El Llanes «desolado» de Carlos V

Mari Cruz Morales Saro, en los prolegómenos de la conferencia que ayer pronunció en Llanes.
Mari Cruz Morales Saro, en los prolegómenos de la conferencia que ayer pronunció en Llanes. / N. A.

La localidad había sido arrasada por un incendio y solo quedaban en pie la iglesia, la torre, tres casas y parte de la muralla Mari Cruz Morales detalló ayer la llegada del monarca a la villa hace ahora 500 años

GUILLERMO FERNÁNDEZ LLANES.

A falta de 19 días para que se cumplan 500 años de la llegada a Llanes del que sería futuro rey Carlos V, Mari Cruz Morales Saro, catedrática de Historia del Arte, ofrecía ayer en el abarrotado salón principal de la Casa de la Cultura de Llanes una conferencia bajo el título de 'El emperador Carlos V y el Llanes de su tiempo'. La conferenciante narró con puntillosidad las circunstancias del viaje real, desde Gante hasta Valladolid, y detalló cómo sería la villa de Llanes que encontró el futuro emperador.

Tras comentar que Carlos V había expresado al final de su vida que su existencia había sido «un largo viaje», recordó que, efectivamente, el monarca había realizado «40 viajes por tierra y 21 travesías marítimas». La llegada a Villaviciosa, en la noche del 19 de septiembre de 1517, ocurrió «sin previsión de que eso pudiera suceder». La idea inicial pasaba por tocar tierra «en Laredo o Santander». De las 5.000 personas que formaban el séquito del príncipe Carlos, solo 300 desembarcaron en Villaviciosa.
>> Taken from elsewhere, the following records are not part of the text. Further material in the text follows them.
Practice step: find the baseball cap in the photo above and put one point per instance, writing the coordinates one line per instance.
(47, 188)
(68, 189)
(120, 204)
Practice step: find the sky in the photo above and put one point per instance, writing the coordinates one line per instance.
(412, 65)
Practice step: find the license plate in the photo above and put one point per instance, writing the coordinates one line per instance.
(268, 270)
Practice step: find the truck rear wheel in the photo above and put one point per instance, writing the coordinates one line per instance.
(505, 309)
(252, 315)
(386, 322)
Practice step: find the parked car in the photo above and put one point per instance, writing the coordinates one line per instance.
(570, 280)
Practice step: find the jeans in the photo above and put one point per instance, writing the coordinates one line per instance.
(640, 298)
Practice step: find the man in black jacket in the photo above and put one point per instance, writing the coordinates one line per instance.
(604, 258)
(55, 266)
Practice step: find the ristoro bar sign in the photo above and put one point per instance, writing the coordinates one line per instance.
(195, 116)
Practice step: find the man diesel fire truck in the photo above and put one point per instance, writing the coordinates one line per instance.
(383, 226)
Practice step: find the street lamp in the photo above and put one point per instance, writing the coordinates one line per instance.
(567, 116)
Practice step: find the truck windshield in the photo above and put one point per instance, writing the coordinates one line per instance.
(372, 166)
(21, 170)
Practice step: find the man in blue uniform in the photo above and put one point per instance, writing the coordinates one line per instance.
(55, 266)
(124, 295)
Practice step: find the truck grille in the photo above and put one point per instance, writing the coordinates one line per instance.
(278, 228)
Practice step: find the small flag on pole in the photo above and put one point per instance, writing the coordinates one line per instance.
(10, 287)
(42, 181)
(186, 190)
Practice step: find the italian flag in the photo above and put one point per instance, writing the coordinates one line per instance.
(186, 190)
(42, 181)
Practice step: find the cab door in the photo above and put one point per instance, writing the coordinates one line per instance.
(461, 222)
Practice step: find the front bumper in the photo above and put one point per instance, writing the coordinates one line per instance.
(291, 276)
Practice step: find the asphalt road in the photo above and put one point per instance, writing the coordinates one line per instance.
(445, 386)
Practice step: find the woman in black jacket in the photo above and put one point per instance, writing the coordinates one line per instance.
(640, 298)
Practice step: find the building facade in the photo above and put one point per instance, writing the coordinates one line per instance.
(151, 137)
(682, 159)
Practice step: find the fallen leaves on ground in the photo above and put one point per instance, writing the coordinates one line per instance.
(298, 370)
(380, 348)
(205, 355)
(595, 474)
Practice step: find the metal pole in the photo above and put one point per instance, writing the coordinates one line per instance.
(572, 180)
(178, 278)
Habían partido de Flessinga, un gran puerto comercial holandés, y llegaban a «unas costas desiertas, con puertos basados en los estuarios naturales».
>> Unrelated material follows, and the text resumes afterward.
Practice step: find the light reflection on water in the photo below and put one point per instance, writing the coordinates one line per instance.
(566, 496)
Además de narrar las «peripecias de un viaje accidentado», Mari Cruz Morales también se detuvo en analizar el vestuario de la época, las dificultades de los desplazamientos por tierra y las monedas que circulaban en el momento, como «el escudo de a dos», con la imagen de Carlos y la reina Juana en cada una de las caras. Y explicó que Laurent Vital, el que pasa por ser el más autorizado cronista de aquel viaje, no era un intelectual, sino que su ocupación era la de «encargado del guardarropía del rey, alguien que siempre tenía que estar al lado del monarca».
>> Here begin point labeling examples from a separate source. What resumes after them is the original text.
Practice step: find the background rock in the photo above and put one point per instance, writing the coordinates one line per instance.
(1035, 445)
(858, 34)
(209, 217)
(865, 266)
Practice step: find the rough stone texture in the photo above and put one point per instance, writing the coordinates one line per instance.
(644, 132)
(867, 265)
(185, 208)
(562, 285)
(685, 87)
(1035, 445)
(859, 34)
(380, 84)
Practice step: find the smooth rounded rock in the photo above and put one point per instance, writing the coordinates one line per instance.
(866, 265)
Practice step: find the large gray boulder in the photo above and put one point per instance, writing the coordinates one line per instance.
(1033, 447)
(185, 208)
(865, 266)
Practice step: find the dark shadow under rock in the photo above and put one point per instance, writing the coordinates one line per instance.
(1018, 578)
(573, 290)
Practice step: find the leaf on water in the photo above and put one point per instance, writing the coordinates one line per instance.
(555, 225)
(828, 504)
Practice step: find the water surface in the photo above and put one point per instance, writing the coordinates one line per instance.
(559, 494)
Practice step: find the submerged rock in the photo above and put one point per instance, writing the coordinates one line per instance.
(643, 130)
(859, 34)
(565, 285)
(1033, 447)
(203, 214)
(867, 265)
Tras haber pasado por Villaviciosa, Colunga y Ribadesella, «en Llanes ya estaban avisados» de la llegada de tan ilustre personaje y una comitiva salió a recibirle en la parte exterior de las murallas. La villa que se encontró Carlos V ya contaba «con tres siglos de existencia, pero el panorama en 1517 era desolador», como consecuencia del incendio sufrido en la villa ocho años antes. Lo que más impresionó a los visitantes fue «la escasa población y los tocados de las mujeres».

La villa en 1517

Como consecuencia del incendio que había arrasado la villa en 1509, el Llanes que contempló Carlos V solo mantenía en pie «la iglesia, la torre, tres o cuatro casas y la muralla». La mayoría de los vecinos estaban empezando a poblar los barrios de extramuros: «El Cuetu, Cimadevilla y las zonas próximas a la Puerta de la Villa». Los documentos oficiales que informan sobre el voraz incendio, «que sirvió para dividir la historia urbanística de Llanes en dos épocas bien diferenciadas», explican que se quemó «la cárcel, la aduana, el Consistorio, el Juzgado y parte de la muralla». Antes del fuego, la localidad contaba con «800 habitantes y 150 casas».

El príncipe Carlos entró en Llanes en la tarde del sábado 27 de septiembre. Al día siguiente acudió a misa en la iglesia y por la tarde asistió a las vísperas. A continuación, los vecinos le ofrecieron una corrida de toros, «un espectáculo taurino que consistía en lancear a los toros para cortarles las patas antes de morir».

Finalizó Morales Saro recordando a la reina Juana, «la gran perjudicada y manipulada, a la que arrebataron sus derechos».